Any idea welcome. Thanks.

----------

## alkan

It works indeed.

```

LIRC_OPTS="--with-driver=pctv" emerge lirc

```

----------

## mani001

Can you describe briefly the steps you follow please?

----------

## alkan

First compile lirc with pctv remote support,  pctv dongle is connected to the serial port but works differently than home brew remote receivers. So  You have to  emerge lirc with pctv driver.

```

LIRC_OPTS="--with-driver=pctv" emerge lirc

```

Then, If you want to run lirc at boot time:

```

echo "lirc_serial" >> /etc/modules.autoload.d/kernel-2.6

rc-update add lircd default

```

And make sure (after loading lirc_serial kernel module, modprobe lirc_serial or reboot) the device in /etc/conf.d/lircd exists in /dev folder. Mine wasn't /dev/lirc/0 but /dev/lirc0. So I had to  change /etc/conf.d/lircd accordingly.

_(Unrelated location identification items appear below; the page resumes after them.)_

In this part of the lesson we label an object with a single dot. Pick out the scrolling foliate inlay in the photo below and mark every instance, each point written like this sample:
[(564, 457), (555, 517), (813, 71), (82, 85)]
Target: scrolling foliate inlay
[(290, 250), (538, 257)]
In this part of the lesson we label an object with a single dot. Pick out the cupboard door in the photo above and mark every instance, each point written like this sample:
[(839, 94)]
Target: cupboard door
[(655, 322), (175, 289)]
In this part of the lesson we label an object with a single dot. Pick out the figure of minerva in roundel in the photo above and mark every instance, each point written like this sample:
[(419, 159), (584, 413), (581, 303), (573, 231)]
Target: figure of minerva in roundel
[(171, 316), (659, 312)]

From now on, it is usual lirc configiration. You need to  generate a /etc/lircd.conf using irrecord. Otherwise lirc won't recognize your remote's codes. Then write a $HOME/.lircrc to   control your applications. lircd.conf and .lircrc are documented in detail at http://www.lirc.org.

Note: I was once using pctv dongle, But it only works with pctv remote control while a home-brew receiver works almost    with any remote control (and it is easy and cheap to make under $5). So I don't really remember if the module name was lirc_serial or something else,   please sheck out /lib/modules/your-kernel/misc/ for  the exact module name

----------

## kmare

hi,

I need some help here... my tv control is the only hardware not working in my computer and it's driving me crazy... here's my prob:

I have a pctv (not pro) tv card. The remote control is connected to the serial port. I managed to build the module:

```

lirc_serial            11360  0

lirc_dev               11340  1 lirc_serial

```

then I copied the lircd.conf.pctv file from the site to /etc/lircd.conf.

After that I run lircd. But that's it. How can I tell if it is working? I tried to set up a sample configuration for mplayer, but it seems to not working.. of course I might did something wrong.. so, is there a program that will tell me if it really working? I tried mode2 but there was no output.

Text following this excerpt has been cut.